La vie albanaise est très simple, — ces peuples ne sont pas agriculteurs, et ils ont le mépris du travail pénible ; — ils conduisent leurs troupeaux aux pâturages, comme faisaient les héros grecs, qui étaient tous bergers. Si la saison est trop mauvaise, ils brûlent du bois et en vendent le charbon. C’est là certainement l’industrie la plus primitive que l’historien puisse imaginer. Ils vivent dans des maisons misérables ; beaucoup de ces cabanes possèdent quelques objets précieux, trésor du maître, non-seulement des armes, mais des aiguières ciselées, des colliers d’or, quelquefois d’admirables bijoux. Comment ces merveilles se sont-elles égarées dans ces montagnes ? Nul ne le sait.
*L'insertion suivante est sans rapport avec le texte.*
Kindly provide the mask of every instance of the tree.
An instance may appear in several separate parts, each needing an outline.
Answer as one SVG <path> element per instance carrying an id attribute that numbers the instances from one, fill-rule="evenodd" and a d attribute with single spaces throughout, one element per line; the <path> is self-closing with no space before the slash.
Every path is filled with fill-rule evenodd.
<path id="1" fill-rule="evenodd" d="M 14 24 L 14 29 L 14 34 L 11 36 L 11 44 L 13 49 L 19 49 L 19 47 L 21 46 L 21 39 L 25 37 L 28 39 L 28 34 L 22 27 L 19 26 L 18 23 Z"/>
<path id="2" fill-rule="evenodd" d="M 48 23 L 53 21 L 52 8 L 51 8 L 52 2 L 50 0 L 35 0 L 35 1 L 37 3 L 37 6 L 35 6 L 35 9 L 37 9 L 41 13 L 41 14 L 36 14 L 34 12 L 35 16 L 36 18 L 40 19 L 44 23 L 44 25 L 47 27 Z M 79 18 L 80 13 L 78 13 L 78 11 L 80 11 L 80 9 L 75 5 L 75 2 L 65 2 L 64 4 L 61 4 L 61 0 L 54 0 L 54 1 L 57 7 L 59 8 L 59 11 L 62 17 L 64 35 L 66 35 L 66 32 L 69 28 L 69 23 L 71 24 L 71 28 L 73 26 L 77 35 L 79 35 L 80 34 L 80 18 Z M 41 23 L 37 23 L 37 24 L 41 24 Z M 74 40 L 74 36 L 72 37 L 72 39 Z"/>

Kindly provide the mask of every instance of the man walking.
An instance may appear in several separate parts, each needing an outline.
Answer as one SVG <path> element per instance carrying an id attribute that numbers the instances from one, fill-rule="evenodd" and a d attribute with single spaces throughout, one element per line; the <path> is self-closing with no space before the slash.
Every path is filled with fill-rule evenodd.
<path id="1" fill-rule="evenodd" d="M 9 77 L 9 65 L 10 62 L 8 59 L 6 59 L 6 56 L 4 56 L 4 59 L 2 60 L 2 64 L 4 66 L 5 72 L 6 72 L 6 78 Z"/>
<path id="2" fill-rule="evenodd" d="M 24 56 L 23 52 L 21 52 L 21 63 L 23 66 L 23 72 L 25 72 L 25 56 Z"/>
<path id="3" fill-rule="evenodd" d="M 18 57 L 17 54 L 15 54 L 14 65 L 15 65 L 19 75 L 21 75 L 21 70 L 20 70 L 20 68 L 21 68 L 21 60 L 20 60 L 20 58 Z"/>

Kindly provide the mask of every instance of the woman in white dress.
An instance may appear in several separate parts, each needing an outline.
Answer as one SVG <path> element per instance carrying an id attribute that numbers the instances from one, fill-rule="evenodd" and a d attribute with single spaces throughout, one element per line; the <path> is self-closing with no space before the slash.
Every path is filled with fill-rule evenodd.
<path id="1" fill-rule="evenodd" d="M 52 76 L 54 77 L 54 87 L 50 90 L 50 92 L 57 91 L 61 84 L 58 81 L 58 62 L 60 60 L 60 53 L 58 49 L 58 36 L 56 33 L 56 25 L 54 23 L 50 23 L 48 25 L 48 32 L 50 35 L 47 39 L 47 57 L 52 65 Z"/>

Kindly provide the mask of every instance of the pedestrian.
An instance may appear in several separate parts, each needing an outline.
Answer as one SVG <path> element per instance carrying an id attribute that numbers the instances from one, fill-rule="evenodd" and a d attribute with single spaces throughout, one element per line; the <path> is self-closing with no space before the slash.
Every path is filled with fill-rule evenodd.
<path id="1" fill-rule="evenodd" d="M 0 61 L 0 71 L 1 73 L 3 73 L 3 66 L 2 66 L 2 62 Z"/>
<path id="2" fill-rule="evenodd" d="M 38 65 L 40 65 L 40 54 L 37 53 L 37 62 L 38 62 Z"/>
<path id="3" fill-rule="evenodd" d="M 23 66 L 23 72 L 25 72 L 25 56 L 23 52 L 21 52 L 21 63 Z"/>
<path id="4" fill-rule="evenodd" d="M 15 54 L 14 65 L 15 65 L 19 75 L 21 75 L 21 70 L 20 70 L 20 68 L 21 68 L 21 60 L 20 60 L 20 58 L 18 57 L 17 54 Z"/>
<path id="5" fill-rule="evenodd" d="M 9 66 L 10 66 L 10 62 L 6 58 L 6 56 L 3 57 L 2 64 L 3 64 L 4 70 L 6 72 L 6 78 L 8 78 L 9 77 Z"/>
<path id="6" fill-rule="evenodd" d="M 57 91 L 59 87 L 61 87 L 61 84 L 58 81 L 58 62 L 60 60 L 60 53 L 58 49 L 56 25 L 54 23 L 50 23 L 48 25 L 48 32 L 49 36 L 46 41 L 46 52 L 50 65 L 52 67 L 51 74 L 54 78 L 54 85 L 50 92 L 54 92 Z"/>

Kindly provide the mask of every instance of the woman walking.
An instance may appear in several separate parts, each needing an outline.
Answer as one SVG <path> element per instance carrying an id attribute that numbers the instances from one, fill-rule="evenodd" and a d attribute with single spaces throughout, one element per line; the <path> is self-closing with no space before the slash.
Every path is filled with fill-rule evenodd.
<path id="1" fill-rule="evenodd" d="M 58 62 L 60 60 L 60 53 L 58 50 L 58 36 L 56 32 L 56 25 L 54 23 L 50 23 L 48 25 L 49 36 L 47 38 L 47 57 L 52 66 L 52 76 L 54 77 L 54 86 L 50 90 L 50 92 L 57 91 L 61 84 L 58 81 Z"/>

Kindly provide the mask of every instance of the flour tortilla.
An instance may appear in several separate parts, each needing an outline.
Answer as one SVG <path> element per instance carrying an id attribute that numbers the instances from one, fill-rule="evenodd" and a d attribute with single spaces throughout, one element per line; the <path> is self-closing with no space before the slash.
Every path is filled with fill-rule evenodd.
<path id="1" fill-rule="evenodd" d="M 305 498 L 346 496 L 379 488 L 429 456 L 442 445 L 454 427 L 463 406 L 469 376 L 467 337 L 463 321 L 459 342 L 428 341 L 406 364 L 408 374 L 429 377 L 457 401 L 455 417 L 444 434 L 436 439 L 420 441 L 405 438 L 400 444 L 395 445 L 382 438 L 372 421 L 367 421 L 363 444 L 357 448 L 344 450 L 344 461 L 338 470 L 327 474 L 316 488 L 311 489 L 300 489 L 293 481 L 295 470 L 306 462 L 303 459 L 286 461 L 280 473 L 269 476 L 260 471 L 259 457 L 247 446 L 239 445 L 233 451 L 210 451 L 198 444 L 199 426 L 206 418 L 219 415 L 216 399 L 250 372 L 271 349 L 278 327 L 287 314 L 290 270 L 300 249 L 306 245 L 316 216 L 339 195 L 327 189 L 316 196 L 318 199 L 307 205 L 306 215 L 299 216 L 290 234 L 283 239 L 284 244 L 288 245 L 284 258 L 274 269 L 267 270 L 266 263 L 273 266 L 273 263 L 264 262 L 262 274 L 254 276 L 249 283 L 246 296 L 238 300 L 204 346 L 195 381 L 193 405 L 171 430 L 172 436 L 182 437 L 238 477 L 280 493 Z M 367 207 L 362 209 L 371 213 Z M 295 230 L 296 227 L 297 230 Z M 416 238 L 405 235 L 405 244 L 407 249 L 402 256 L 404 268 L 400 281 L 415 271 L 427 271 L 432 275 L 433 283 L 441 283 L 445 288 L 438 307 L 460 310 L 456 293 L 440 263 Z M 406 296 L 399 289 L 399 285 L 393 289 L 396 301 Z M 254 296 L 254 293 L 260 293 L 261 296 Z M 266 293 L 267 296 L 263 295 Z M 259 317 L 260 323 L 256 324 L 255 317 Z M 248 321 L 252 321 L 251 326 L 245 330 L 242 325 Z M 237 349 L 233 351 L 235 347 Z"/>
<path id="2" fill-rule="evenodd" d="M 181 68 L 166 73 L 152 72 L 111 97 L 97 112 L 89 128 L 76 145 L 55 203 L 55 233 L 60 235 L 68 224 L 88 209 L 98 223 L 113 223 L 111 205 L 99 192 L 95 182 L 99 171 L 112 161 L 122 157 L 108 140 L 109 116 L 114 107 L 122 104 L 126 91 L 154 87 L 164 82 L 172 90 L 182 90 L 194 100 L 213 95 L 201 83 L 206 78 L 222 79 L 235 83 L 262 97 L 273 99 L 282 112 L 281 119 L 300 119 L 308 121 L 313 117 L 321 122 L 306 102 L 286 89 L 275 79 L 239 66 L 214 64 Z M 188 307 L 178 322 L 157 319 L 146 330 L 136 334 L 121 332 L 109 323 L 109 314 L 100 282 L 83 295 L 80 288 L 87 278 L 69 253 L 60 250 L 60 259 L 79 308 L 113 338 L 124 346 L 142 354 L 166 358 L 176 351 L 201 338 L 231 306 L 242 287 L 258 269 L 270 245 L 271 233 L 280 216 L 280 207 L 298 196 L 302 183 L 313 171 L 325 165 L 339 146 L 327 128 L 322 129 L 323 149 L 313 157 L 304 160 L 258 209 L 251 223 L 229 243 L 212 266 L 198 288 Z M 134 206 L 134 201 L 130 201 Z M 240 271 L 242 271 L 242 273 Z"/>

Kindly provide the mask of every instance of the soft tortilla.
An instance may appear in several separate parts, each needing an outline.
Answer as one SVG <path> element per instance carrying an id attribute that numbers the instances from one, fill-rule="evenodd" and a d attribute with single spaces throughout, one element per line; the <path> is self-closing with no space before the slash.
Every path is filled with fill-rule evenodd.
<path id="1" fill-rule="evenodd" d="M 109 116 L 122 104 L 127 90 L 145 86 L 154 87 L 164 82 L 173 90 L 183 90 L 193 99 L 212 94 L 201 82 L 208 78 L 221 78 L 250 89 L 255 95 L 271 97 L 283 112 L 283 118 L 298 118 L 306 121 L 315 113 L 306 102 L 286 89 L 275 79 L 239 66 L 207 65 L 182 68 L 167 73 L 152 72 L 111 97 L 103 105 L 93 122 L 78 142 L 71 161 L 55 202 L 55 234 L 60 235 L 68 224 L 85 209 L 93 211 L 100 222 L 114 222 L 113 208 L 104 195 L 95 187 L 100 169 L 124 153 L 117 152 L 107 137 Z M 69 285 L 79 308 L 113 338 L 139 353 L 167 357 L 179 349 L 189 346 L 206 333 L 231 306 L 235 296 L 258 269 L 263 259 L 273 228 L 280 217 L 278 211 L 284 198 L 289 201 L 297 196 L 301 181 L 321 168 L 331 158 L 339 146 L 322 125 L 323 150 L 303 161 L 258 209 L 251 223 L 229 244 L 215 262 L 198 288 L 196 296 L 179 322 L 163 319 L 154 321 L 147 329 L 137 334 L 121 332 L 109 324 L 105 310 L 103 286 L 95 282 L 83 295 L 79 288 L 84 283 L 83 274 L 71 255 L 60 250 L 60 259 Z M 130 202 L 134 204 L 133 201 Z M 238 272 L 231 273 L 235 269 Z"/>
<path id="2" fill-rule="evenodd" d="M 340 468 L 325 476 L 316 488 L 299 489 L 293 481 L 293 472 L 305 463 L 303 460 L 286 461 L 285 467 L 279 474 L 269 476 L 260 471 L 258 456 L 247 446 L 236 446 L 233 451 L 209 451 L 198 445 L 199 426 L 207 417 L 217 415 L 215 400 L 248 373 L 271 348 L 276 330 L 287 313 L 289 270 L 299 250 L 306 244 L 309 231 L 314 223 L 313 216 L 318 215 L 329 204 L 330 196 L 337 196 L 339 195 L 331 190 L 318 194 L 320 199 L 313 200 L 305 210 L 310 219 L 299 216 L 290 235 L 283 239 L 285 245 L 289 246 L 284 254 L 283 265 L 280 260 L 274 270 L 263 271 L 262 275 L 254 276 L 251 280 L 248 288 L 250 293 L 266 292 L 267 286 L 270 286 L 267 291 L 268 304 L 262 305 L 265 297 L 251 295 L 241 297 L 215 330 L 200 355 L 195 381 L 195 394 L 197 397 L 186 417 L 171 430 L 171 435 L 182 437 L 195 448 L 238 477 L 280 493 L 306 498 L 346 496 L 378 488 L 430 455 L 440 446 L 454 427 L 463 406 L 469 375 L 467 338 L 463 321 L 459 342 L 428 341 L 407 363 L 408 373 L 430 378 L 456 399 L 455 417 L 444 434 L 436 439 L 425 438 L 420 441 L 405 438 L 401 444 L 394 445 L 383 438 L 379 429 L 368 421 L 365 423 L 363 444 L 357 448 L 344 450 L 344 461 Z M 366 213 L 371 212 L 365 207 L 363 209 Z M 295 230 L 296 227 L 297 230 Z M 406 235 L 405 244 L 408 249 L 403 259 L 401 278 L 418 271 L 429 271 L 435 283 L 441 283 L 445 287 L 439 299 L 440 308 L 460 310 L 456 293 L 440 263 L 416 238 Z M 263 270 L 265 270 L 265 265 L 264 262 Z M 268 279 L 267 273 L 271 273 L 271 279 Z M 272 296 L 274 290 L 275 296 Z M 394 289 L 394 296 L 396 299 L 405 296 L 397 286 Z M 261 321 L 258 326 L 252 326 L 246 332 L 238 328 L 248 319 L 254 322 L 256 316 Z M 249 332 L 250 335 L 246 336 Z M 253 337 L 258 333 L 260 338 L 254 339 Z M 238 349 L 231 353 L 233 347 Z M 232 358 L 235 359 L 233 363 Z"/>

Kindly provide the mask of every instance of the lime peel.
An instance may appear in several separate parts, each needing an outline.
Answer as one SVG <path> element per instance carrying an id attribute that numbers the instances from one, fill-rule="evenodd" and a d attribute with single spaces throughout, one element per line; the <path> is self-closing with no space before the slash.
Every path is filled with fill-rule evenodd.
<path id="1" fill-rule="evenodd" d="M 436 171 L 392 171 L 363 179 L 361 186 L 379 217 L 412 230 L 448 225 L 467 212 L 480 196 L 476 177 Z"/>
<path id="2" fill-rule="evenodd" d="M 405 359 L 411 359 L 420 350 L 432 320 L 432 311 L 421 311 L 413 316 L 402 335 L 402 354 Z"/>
Les Albanais les plus considérés, ceux qu’on appelle des pliaks, et que l’on regarde comme l’élite de la race, prennent part aux travaux les plus vulgaires. Pendant que le fils conduit les bœufs aux champs, comme Ménélas, le père construit sa maison lui-même comme Ulysse. Pour le dîner où il vous reçoit, il tue lui-même le mouton, ce que faisait aussi Achille. On s’assied par terre, au milieu des ustensiles les plus communs ; vous voyez circuler de main en main une coupe prise sur des ennemis civilisés. Les femmes de la maison vous servent. Le repas fini, le pliak prend la guzla et enjoué lui-même pendant que les jeunes gens luttent à la course et aux jeux d’adresse, ou se réunissent pour le cholo, cette vieille danse où les hommes se tiennent par la main et

  1. Les remarques de Welcker dans la préface de son édition de Théognis sont classiques sur ce sujet, 9-16.